Maintain and deliver records as required by transfer orders and handing-over provisions (ss 158; 162; 168; 172; 178). Transfer order schedules must be available for public inspection at a place identified in the order (s 149).
Where an order contemplates transfer to a subsidiary, expect a further order under s 155 to effect vesting in the subsidiary and prepare to hand over records promptly (s 155(4)(b)).
Regulatory and planning interface (s 60)
If undertaking works for extension, expansion or enhancement of distribution or transmission systems, note the partial exemption from local planning schemes (s 60(3)). Still, consult the responsible authority in the formulation of proposals and, where works do not comply with a scheme, give written notice to the Minister and Minister responsible for planning, and disclose details in the annual report (s 60(4)-(6)).
Responding to information requests and compliance with the Fines Act (s 72)
Implement protocols for responding to information requests under the Fines, Penalties and Infringement Notices Enforcement Act 1994 s 100A. Disclosures may include customer names and addresses but must exclude photographs and signatures, and must be provided free of charge (s 72(1)-(3)).
Civil penalty exposure and internal controls (s 39(3); s 63A(3))
Where regulations or arrangements prescribe obligations as civil penalty provisions, implement compliance monitoring for those specific obligations and a daily compliance escalation process, given daily amounts can accrue for ongoing contraventions (s 39(4); s 63A(4)). Ensure legal review of any instrument that imposes such obligations.
Delegations and execution (s 71; s 137)
Issue delegations in writing executed by the corporation (s 71(3)). Track delegated powers and maintain delegation registers. Note that a person to whom a power is delegated cannot further delegate that power (s 71(4)). If the Treasurer delegates to a Treasury officer, ensure this is evidenced in writing (s 137).
Recordkeeping and documentation for tax exemption and registration (ss 177-178; 204-205)
Where transfers are exempt from State tax under ss 177 and 204, secure Treasurer certifications where appropriate and retain them as conclusive evidence (ss 177(3)-(4); s 204(3)-(4)). Provide relevant instruments to registrars (Registrar of Titles, Registrar of Deeds) and rely on s 178 and s 205 for statutory recognition of vesting statements.
Prepare for ministerial directions and parliamentary laying requirements
Track and comply with ministerial instruments: s 114 requires the Minister to lay copies of instruments about gas supply before each House within 14 days (s 114(6)); similar laying obligations exist for other directions under Part 9 and Part 10 (ss 146; 199). Compliance officers should catalogue receipt and ensure timely parliamentary lodgement or s 134 procedures where Parliament is not sitting.
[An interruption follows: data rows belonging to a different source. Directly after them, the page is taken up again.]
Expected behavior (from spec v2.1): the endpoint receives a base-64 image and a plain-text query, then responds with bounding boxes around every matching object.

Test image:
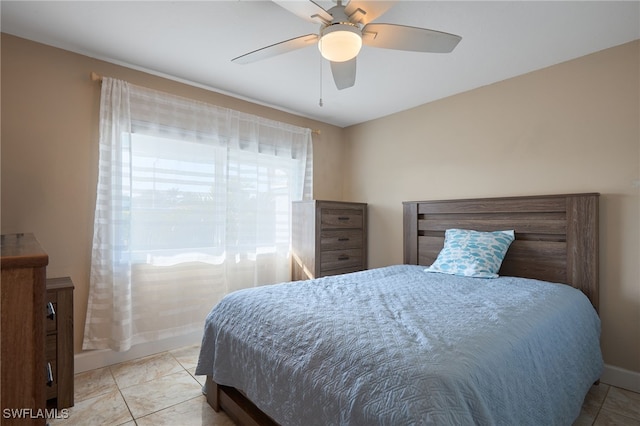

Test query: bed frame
[207,193,599,426]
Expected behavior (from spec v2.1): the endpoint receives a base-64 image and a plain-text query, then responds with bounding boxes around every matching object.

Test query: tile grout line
[109,366,138,425]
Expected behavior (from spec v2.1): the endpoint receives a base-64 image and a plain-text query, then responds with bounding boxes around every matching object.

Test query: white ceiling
[0,0,640,127]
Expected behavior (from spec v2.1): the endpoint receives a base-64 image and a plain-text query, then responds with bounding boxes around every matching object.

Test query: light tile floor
[49,345,640,426]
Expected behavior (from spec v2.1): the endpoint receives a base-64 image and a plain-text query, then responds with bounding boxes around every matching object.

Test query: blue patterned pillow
[425,229,514,278]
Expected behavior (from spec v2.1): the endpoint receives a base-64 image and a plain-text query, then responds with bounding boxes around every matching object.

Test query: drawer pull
[47,362,53,387]
[47,302,56,320]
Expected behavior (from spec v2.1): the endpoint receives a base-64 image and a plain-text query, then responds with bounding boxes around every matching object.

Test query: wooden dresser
[0,234,49,425]
[45,277,73,409]
[291,200,367,281]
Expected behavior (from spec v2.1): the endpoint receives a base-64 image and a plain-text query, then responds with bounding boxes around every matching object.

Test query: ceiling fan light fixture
[318,23,362,62]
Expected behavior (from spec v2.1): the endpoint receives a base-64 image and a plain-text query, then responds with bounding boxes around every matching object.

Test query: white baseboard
[74,332,202,374]
[600,364,640,393]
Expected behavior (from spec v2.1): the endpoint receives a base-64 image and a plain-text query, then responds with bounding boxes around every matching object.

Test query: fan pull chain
[318,50,323,108]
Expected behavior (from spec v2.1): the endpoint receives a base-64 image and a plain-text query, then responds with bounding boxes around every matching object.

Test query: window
[83,78,312,351]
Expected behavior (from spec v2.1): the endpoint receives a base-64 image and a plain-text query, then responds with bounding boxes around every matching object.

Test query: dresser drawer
[45,291,58,333]
[320,249,362,274]
[44,334,58,399]
[320,229,362,251]
[320,209,363,230]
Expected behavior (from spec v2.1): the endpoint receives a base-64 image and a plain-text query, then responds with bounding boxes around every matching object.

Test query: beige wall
[345,42,640,372]
[1,34,350,352]
[1,34,640,380]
Risk management around interruption of supply
Implement contractual terms with customers that reflect the statutory interruption regime (s 63). Since the Act limits liability for interruptions caused by accident, emergency or unavoidable cause (s 63(1), (3)), ensure commercial agreements allocate risk and compensation regimes appropriately.
In practice, compliance requires corporate governance frameworks, contract management systems for prescribed contracts, dedicated liaison with the ERA and the Public Sector Commissioner, delegation registers, documented staff instruments and codes, close record-handling for transfers and Treasury certificates, and active monitoring of subordinate instruments that may alter civil penalty exposure. The Act places many compliance obligations on boards and CEOs; internal legal and compliance teams should maintain an obligations map keyed to the statutory sections cited above.